LE COUTEAU SUR LA NUQUE AGATHA CHRISTIE

CHAPITRE XII

LA FILLE DE LORD EDGWARE

De retour à notre hôtel, nous trouvâmes une lettre adressée à Poirot et qui avait été portée à la main.

— Qu’est ceci, Hastings ? Un message de l’au-delà ?

Il tira le papier de l’enveloppe et me le tendit.

Au haut de la feuille, était gravée l’adresse 17, Regent Gate. L’écriture droite semblait très nette au premier abord, mais sa lecture offrait de réelles difficultés. Enfin, je déchiffrai :

Cher monsieur.

J’ai appris que vous êtes venu à la maison ce matin, accompagné d’un inspecteur de police. Je m’excuse de n’avoir pu vous recevoir. Si cela vous convient, je vous prierai de me réserver quelques minutes à l’heure qu’il vous plaira cet après-midi.

Veuillez agréer, monsieur, mes salutations distinguées,

GERALDINE MARSH.

— Voilà qui me paraît bizarre, déclarai-je. Pourquoi désire-t-elle vous voir ?

— Vous me le demandez ? Vous n’êtes guère poli, mon ami.

Poirot avait cette manie exaspérante de plaisanter aux moments les plus critiques.

— Nous allons de ce pas chez cette demoiselle, Hastings.

L’accusation irréfléchie de Jane Wilkinson me paraissait de plus en plus absurde. Il fallait être privé de sens commun, en effet, pour soupçonner Geraldine Marsh d’avoir tué son père.

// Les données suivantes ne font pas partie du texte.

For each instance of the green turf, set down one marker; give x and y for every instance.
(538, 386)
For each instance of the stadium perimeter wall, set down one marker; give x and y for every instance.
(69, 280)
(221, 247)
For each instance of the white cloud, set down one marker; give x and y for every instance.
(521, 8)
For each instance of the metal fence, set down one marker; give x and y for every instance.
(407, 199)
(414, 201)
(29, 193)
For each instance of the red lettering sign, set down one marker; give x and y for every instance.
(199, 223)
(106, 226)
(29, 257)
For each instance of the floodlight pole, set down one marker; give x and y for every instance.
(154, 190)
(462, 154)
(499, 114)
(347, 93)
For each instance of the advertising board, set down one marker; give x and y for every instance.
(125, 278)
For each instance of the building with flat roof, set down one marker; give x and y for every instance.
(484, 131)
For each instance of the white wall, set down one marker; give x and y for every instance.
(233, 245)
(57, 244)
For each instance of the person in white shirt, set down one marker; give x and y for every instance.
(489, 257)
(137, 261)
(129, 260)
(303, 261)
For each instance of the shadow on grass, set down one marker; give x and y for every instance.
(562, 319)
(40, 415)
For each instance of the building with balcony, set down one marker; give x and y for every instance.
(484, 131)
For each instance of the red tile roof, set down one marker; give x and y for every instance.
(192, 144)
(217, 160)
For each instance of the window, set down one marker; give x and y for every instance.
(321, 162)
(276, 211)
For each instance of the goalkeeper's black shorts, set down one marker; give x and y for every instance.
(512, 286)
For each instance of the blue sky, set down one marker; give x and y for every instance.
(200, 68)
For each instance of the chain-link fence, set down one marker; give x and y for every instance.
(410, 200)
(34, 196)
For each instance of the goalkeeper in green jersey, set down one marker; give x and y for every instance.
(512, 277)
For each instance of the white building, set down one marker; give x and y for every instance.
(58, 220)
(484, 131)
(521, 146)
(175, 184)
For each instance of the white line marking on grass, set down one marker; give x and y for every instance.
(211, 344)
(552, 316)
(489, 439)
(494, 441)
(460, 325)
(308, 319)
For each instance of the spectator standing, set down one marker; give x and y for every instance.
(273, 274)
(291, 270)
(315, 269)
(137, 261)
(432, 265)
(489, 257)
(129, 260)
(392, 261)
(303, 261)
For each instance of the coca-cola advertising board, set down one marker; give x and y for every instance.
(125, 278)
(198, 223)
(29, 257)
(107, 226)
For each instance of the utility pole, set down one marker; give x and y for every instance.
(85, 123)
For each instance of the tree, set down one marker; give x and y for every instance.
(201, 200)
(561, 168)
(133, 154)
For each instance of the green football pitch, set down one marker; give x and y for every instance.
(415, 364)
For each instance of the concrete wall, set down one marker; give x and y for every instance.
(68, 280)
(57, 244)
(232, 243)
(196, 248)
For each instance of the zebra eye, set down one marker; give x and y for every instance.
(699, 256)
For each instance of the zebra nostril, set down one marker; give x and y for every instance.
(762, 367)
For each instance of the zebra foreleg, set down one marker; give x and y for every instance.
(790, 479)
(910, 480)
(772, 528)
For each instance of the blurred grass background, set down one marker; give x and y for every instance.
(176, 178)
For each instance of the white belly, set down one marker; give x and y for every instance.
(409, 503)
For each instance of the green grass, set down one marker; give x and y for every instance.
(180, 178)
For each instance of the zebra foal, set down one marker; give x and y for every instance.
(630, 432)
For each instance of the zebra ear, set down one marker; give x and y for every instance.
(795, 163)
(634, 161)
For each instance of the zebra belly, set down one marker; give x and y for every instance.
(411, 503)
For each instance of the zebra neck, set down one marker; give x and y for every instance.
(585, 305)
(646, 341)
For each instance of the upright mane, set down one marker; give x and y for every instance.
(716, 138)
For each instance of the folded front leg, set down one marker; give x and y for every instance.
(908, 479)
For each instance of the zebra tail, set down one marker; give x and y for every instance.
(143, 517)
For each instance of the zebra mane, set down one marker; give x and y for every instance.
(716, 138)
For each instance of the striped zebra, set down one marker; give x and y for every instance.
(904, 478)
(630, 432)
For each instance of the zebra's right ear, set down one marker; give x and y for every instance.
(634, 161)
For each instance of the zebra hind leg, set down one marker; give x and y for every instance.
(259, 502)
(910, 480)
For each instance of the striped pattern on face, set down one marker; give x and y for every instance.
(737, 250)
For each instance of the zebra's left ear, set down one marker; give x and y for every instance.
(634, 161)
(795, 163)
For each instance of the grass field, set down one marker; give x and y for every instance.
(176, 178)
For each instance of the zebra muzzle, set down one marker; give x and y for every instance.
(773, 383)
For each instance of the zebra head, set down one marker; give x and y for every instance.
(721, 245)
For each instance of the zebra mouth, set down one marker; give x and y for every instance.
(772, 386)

Je fis part de mes réflexions à Poirot.

— La cervelle, la cervelle, mon ami. Qu’en faites-vous ? Selon vous, Jane Wilkinson possède une cervelle d’oiseau… comparaison désobligeante dans le parler courant. Veuillez cependant considérer un moment la nature de l’oiseau, qui accomplit parfaitement sa fonction dans la création. La belle lady Edgware ignore l’histoire, la géographie, et sans doute les classiques. Le nom de Lao-Tseu évoquerait pour elle un pékinois primé à l’exposition canine et celui de Molière une maison de couture. Mais s’agit-il du choix des toilettes, de la réussite d’un mariage riche et avantageux, ou de sa satisfaction personnelle, elle se montre une femme supérieure. Je n’attacherais aucun prix à l’opinion d’un philosophe sur l’identité du meurtrier de lord Edgware, tandis que l’accusation étourdie de lady Edgware peut nous être utile, parce qu’elle part d’un point de vue matériel basé sur la connaissance des instincts les plus méprisables de la nature humaine.

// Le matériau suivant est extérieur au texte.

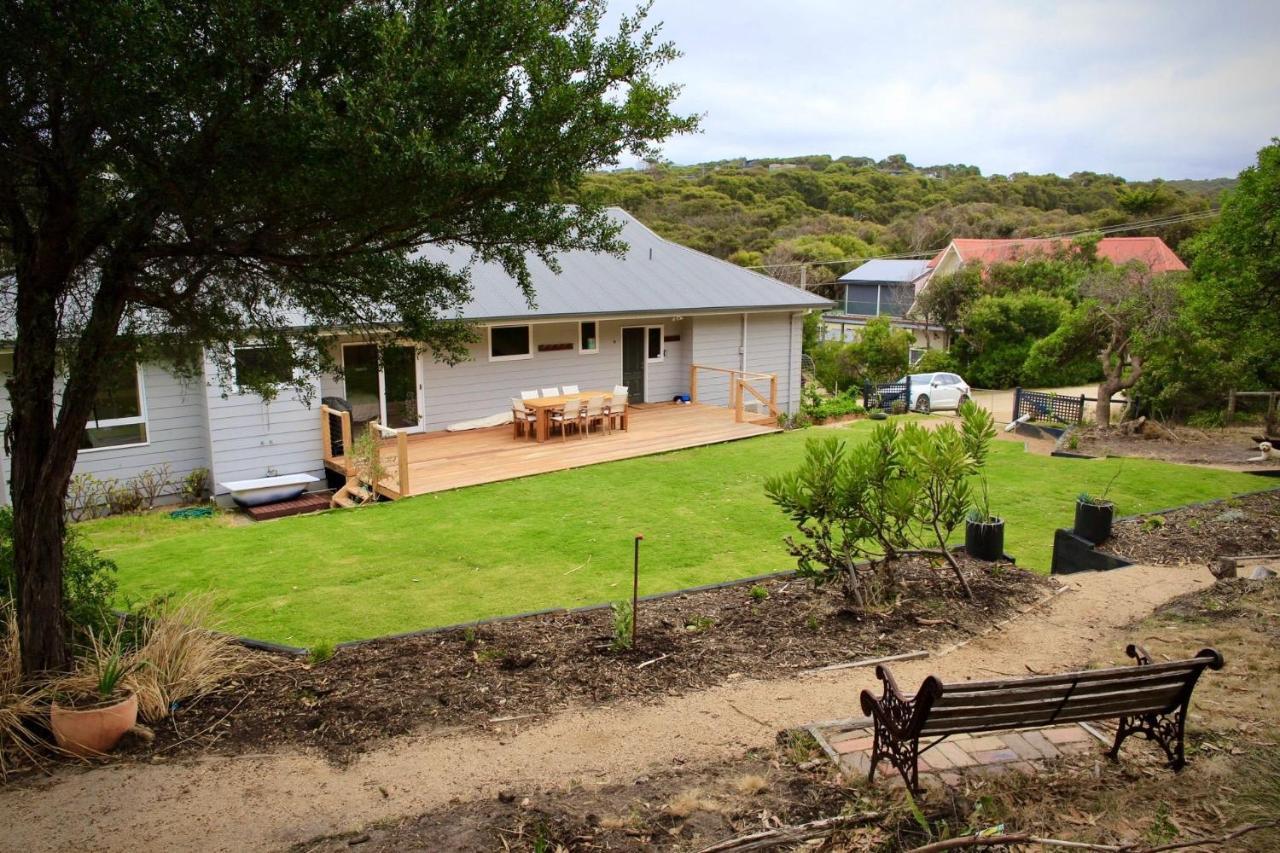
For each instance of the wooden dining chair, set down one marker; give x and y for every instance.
(594, 411)
(522, 418)
(571, 413)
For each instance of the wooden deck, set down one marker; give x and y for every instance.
(439, 461)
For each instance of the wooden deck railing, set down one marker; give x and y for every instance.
(401, 488)
(344, 463)
(739, 386)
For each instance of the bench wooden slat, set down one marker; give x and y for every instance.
(1082, 675)
(977, 701)
(1141, 702)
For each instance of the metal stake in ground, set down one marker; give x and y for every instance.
(635, 591)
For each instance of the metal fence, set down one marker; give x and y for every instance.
(887, 393)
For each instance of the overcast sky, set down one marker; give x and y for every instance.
(1139, 89)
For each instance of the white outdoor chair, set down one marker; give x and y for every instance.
(570, 414)
(522, 418)
(595, 411)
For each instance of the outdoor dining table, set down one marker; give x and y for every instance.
(544, 406)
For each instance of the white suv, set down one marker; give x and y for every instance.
(932, 391)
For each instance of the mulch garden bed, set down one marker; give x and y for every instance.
(531, 666)
(1230, 446)
(1201, 534)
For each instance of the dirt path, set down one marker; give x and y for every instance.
(266, 802)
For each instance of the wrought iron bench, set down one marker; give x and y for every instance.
(1150, 699)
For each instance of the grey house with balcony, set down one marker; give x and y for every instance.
(880, 287)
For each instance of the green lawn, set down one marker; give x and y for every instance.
(562, 539)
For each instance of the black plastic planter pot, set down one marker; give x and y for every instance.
(984, 539)
(1093, 521)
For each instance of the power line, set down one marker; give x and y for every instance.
(1105, 229)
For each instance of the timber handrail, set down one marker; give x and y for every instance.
(327, 437)
(739, 386)
(380, 432)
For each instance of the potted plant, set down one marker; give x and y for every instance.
(983, 532)
(1093, 518)
(90, 723)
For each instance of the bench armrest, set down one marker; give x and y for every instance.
(903, 716)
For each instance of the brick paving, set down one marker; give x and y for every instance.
(1023, 751)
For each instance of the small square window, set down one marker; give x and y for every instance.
(510, 342)
(257, 366)
(654, 343)
(586, 337)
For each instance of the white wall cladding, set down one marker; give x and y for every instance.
(176, 434)
(250, 438)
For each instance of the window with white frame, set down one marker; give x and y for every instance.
(119, 414)
(510, 342)
(653, 350)
(588, 340)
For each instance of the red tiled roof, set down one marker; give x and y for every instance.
(1151, 251)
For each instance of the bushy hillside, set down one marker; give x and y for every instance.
(823, 209)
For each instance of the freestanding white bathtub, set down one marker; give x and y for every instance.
(269, 489)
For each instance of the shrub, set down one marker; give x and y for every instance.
(88, 579)
(123, 498)
(624, 625)
(195, 486)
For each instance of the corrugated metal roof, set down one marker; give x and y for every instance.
(887, 270)
(654, 276)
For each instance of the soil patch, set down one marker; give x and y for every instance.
(1243, 525)
(685, 808)
(1230, 446)
(533, 666)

— Vous avez peut-être raison.

— Enfin, nous arrivons, dit Poirot. Je suis curieux de savoir ce que me veut miss Geraldine.

Je voulus le taquiner un peu.

— Miss Geraldine veut sans doute voir de près un phénomène unique au monde.

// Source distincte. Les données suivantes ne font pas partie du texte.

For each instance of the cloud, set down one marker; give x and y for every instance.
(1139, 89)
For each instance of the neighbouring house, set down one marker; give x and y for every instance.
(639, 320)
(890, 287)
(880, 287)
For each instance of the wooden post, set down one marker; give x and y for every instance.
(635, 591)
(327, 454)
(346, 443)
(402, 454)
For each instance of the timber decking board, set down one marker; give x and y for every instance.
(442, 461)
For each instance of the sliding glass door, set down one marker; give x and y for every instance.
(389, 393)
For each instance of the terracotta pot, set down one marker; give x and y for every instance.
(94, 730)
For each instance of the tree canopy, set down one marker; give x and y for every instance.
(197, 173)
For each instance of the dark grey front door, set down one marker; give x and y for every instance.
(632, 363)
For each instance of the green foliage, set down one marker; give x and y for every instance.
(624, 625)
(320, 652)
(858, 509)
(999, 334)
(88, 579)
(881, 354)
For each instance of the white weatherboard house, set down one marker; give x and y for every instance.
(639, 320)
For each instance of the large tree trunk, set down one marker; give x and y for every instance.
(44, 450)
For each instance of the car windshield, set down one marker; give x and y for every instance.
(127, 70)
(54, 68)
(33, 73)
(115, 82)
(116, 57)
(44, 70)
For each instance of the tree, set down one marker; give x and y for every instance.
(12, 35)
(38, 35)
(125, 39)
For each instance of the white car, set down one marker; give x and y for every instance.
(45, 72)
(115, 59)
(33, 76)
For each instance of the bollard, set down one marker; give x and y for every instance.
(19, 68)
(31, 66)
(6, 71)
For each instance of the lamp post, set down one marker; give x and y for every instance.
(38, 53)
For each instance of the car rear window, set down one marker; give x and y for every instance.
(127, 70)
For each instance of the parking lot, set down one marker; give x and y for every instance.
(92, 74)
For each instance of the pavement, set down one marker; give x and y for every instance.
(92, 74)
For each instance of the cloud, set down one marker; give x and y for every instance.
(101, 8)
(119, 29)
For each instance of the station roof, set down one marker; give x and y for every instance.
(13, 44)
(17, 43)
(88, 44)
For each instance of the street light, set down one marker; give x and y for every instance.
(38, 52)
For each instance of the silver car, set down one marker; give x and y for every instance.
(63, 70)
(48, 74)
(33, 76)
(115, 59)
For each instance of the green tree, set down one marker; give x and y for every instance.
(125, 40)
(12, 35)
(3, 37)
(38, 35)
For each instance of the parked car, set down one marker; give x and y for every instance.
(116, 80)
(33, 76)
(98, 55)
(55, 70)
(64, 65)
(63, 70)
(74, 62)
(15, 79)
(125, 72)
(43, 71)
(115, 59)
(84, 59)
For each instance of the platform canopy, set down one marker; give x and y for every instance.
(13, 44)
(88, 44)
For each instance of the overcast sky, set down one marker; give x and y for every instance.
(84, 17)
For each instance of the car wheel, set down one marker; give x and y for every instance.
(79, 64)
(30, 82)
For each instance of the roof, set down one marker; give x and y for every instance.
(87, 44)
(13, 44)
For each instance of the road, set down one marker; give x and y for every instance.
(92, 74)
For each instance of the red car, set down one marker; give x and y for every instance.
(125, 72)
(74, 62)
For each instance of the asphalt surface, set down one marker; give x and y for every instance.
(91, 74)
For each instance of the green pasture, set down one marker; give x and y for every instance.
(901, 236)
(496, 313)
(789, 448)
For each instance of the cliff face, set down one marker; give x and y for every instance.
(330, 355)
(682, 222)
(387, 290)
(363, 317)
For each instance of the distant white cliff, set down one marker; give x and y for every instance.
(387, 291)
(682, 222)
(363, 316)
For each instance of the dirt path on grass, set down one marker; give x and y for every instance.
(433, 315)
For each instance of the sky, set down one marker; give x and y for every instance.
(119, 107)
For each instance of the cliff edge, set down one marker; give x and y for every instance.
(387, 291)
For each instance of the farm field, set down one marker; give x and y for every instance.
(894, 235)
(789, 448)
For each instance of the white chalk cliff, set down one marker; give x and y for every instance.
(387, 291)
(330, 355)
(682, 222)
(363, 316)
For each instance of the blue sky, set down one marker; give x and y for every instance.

— C’est fort probable, me répondit avec sang-froid Poirot en sonnant à la porte.

On nous fit monter au premier dans un grand salon ; au bout d’une ou deux minutes, Geraldine entra.

Cette grande jeune fille, élancée, aux profonds yeux noirs, me causa, en cette occurrence, une impression plus vive encore que la première fois. Malgré sa jeunesse, elle avait l’air grave et réfléchi.

— C’est très aimable à vous de répondre si vite à mon appel, monsieur Poirot. Combien je regrette de ne point vous avoir vu ce matin !

— Vous étiez endormie ?

— Oui. Miss Carroll, la secrétaire de mon père, a insisté pour que je me repose. Elle est la bonté même.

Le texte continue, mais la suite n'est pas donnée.